Ca2+ regulation in the Na+/Ca2+ exchanger features a dual electrostatic switch mechanism

Regulation of ion-transport in the Na⁺/Ca²⁺ exchanger (NCX) occurs via its cytoplasmic Ca²⁺-binding domains, CBD1 and CBD2. Here, we present a mechanism for NCX activation and inactivation based on data obtained using NMR, isothermal titration calorimetry (ITC) and small-angle X-ray scattering (SAXS). We initially determined the structure of the Ca²⁺-free form of CBD2-AD and the structure of CBD2-BD that represent the two major splice variant classes in NCX1. Although the apo-form of CBD2-AD displays partially disordered Ca²⁺-binding sites, those of CBD2-BD are entirely unstructured even in an excess of Ca²⁺. Striking differences in the electrostatic potential between the Ca²⁺-bound and -free forms strongly suggest that Ca²⁺-binding sites in CBD1 and CBD2 form electrostatic switches analogous to C₂-domains.
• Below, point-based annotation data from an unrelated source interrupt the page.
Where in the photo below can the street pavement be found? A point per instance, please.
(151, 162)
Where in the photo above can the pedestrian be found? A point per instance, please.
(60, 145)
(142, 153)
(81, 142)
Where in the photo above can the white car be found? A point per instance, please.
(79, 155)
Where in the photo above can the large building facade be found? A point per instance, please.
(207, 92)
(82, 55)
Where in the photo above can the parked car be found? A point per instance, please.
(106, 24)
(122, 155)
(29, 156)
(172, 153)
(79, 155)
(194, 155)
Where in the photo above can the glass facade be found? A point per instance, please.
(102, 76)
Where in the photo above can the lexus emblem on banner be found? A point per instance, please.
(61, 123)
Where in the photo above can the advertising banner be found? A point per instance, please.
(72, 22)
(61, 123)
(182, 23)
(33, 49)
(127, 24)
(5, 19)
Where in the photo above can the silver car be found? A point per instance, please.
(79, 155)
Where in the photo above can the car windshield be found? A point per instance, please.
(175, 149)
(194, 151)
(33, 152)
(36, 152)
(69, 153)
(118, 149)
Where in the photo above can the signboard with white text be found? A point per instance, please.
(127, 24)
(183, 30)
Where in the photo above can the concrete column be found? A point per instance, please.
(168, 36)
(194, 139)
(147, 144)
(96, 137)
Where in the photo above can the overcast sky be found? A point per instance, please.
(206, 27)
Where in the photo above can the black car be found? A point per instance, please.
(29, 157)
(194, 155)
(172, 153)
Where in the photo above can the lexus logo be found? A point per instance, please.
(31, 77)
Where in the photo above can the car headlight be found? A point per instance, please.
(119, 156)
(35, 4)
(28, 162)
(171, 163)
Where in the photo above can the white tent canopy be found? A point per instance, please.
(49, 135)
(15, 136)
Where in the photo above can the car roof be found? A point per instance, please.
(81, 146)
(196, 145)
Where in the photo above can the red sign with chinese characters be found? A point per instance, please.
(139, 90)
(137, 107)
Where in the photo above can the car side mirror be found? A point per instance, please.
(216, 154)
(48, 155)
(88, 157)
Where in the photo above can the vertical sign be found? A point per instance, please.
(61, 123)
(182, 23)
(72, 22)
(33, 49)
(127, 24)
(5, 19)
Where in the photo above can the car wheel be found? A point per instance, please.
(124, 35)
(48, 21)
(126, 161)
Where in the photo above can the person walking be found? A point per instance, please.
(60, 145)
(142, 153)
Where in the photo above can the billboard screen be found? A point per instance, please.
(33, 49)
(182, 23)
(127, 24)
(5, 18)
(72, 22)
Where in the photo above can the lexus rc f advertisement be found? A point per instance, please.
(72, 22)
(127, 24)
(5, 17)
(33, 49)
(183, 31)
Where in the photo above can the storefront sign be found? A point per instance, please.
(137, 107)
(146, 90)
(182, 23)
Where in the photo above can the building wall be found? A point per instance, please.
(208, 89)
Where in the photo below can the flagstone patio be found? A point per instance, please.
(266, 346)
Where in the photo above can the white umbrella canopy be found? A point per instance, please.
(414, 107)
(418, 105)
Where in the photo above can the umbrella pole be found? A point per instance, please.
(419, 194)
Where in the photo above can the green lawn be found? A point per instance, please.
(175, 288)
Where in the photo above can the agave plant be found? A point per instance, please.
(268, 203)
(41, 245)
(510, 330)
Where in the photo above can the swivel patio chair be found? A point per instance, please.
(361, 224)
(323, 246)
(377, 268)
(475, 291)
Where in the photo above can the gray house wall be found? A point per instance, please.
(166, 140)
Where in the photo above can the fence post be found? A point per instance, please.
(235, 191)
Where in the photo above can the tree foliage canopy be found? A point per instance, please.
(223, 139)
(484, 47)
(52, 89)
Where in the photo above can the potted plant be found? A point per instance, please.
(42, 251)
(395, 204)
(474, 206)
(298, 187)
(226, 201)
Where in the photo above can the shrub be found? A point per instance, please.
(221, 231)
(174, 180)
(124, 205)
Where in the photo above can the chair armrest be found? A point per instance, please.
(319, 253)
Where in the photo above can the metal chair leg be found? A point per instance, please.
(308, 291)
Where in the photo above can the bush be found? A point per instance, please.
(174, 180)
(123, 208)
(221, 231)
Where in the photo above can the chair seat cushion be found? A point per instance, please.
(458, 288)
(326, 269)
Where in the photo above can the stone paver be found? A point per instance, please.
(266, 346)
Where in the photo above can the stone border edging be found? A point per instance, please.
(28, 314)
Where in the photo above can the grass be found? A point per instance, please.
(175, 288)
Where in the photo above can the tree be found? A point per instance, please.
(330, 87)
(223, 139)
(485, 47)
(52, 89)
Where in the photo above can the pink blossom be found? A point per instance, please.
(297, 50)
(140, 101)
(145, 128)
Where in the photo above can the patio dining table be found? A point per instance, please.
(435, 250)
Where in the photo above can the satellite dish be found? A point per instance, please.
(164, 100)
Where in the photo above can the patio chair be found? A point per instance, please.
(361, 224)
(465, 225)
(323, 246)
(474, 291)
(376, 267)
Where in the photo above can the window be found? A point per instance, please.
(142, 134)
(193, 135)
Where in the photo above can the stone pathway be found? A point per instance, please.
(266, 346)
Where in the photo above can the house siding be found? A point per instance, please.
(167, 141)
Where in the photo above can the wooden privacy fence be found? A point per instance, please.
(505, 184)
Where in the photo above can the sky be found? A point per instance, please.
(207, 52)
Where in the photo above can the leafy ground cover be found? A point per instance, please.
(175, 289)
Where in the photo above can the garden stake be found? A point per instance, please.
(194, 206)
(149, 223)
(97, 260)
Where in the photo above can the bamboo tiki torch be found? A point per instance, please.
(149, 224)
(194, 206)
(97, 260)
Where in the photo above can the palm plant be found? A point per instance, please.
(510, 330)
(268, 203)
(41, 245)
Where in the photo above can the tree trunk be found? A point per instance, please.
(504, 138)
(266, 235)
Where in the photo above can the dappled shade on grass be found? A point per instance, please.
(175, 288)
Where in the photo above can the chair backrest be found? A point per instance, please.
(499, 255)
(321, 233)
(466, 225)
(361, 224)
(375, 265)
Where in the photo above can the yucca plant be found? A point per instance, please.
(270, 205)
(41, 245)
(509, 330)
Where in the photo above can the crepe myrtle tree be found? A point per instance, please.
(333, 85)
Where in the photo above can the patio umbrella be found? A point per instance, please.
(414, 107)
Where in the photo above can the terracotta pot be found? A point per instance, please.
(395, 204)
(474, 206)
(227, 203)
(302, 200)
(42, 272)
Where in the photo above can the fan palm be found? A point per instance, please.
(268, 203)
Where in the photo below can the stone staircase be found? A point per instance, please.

SAXS analysis of a construct containing CBD1 and CBD2 reveals a conformational change mediated by Ca²⁺-binding to CBD1. We propose that the electrostatic switch in CBD1 and the associated conformational change are necessary for exchanger activation. The response of the CBD1 switch to intracellular Ca²⁺ is influenced by the closely located cassette exons. We further propose that Ca²⁺-binding to CBD2 induces a second electrostatic switch, required to alleviate Na⁺-dependent inactivation of Na⁺/Ca²⁺ exchange. In contrast to CBD1, the electrostatic switch in CBD2 is isoform- and splice variant-specific and allows for tailored exchange activities.